BRIDGEPORT — Neighborhood groups have organized a rally to take place before Wednesday's CPS utilization forum for schools in the district’s Pershing Network.

The groups are focusing on three Bridgeport elementary schools — Phillip Armour School, Alexander Graham School and George B. McClellan School — they say are in danger of closing based on CPS calculations for utilization.

The rally is scheduled for 6 p.m. Wednesday at First Lutheran Church of the Trinity, 643 W. 31st St.

Organizers said they’ll provide bus transportation to the CPS forum, slated for 7 to 9 p.m. at the Fuller Park Field House, 311 W. 45th St.

CPS said it has to close schools to address a budget deficit projected at $400 million. It faces a state-imposed deadline at the end of March to announce the closings for the fall, and 100 or more schools could be shut down.

CPS Chief Executive Officer Barbara Byrd-Bennett has said high schools would not be part of the closures.

Across the Pershing Network’s 31 elementary schools, which cut through the Bridgeport, McKinley Park, Chinatown, Bronzeville and Englewood neighborhoods, 10 are considered underutilized, four are overcrowded and 17 are labeled efficient.

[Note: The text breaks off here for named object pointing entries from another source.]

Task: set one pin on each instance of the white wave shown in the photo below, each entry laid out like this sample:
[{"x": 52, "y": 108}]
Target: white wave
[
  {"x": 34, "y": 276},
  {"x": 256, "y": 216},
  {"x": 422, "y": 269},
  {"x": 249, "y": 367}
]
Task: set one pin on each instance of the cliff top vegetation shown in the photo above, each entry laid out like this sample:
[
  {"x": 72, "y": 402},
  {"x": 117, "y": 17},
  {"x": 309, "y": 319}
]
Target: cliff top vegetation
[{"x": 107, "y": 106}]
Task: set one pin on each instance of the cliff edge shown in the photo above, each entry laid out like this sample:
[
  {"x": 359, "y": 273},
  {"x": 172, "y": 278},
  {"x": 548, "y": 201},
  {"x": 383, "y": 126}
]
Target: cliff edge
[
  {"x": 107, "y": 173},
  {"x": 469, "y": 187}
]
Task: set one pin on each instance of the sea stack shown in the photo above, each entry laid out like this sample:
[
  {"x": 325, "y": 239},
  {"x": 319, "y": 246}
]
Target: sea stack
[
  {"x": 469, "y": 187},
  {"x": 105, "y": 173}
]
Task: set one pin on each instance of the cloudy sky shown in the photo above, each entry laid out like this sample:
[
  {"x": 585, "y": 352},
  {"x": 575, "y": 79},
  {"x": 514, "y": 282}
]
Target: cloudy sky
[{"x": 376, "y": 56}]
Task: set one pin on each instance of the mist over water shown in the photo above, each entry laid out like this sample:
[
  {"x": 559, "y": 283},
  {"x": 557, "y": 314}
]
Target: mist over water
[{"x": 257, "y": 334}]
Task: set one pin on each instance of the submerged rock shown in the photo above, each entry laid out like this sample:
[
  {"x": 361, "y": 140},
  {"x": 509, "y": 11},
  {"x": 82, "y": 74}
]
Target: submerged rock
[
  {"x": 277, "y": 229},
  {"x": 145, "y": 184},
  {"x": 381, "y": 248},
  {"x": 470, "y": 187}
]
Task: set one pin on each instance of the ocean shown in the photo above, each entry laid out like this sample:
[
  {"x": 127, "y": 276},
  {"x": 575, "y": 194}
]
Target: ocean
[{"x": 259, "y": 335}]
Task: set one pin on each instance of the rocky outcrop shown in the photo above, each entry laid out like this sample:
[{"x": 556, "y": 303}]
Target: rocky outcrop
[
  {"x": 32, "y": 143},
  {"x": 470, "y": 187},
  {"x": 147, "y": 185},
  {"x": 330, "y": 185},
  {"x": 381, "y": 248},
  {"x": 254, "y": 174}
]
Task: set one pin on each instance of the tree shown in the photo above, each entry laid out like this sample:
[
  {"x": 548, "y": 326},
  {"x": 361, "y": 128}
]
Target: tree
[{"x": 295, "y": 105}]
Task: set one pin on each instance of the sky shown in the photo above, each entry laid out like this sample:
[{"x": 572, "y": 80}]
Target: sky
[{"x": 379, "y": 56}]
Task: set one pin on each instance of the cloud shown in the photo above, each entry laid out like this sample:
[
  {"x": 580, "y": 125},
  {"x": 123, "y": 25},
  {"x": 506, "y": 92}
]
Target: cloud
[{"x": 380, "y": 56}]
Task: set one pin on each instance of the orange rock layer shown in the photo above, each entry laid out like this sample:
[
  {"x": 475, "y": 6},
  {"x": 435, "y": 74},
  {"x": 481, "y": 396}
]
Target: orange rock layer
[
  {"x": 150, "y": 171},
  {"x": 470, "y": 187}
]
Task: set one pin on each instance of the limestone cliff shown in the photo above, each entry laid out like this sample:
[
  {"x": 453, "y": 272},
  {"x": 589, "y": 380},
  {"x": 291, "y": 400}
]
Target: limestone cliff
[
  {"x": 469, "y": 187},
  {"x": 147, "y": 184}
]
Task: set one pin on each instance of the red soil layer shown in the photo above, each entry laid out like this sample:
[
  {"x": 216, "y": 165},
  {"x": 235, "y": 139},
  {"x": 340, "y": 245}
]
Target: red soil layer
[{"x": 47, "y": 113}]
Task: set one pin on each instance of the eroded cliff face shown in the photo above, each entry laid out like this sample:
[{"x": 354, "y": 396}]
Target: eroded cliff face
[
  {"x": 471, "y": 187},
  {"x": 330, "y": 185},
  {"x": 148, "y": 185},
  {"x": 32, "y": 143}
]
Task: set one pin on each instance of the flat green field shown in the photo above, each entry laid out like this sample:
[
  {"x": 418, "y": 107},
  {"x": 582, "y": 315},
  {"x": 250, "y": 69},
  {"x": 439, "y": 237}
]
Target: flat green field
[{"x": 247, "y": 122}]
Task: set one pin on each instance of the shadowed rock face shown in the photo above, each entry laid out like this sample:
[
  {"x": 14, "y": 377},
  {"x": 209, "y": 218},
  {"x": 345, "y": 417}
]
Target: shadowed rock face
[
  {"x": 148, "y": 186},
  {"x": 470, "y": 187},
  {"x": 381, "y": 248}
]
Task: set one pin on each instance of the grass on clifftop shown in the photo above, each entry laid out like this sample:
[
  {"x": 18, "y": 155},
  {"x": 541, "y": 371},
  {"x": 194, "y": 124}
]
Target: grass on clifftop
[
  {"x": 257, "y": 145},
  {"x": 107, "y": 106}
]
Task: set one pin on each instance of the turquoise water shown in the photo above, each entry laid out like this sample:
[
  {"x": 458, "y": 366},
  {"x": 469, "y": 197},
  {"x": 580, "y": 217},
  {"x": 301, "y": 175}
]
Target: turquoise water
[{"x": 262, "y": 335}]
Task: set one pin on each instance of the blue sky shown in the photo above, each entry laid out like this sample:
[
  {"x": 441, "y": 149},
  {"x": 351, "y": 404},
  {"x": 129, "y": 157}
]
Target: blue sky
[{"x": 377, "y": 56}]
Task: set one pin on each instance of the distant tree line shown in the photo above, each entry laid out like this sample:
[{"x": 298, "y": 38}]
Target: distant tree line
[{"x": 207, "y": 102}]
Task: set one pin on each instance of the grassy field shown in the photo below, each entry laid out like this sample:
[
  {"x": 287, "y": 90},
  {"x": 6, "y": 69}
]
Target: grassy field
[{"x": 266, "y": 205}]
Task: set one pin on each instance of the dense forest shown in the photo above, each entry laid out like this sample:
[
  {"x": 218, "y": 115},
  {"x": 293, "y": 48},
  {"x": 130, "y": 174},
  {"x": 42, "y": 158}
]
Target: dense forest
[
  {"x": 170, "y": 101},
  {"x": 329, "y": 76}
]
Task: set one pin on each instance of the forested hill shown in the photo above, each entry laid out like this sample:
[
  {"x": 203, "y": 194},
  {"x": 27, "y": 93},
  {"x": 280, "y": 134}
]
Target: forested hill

But activists, including those from the citizen advocacy group Illinois Raise Your Hand, have said the school district is using old data and flawed formulas to make crucial decisions about the future of the city's public schools.

Jennie Biggs, a Bridgeport parent and vocal critic of the CPS closures, said the district is relying on spreadsheets, not site visits, to create their utilization data, available for download here on the CPS website.

She pointed to a recent forum for the Far South Side’s Lake Calumet Network, where activists from one school, W.E.B. DuBois Elementary, clutched blown-up photos depicting a dilapidated, vacant building on the school’s campus that they said CPS used in its calculations to determine classroom utilization.

“How many other schools are like this?” Biggs asked.

At Armour School, CPS has counted 29 classrooms in its calculations for both of the school's buildings. But the schools, Biggs said, were left with only 22 classrooms after a recent elevator installation and renovation to a school library.

At McClellan, a source at the school said school officials have appealed its original designation as underutilized, thrust upon it when CPS overlooked a handful of special education classrooms. The school, 3527 S. Wallace St., is comprised of 25 percent of special education students.

CPS did not immediately return messages seeking comment for this story.

Those are just a few of the concerns that parents and activists will bring to the CPS-hosted forum.

So far, the gatherings have been volatile, with reporters barred from reporting on breakout sessions and parents shouting down the speakers at a recent North Side forum.

On the Southwest Side, activists are hoping for a strong turnout for the rally and forum.

“We’re trying to accommodate everyone as best we can. We realize how important it is to show up in numbers,” Biggs said.

A second CPS forum is scheduled for Feb. 21 from 7-9 p.m., also at Fuller Park.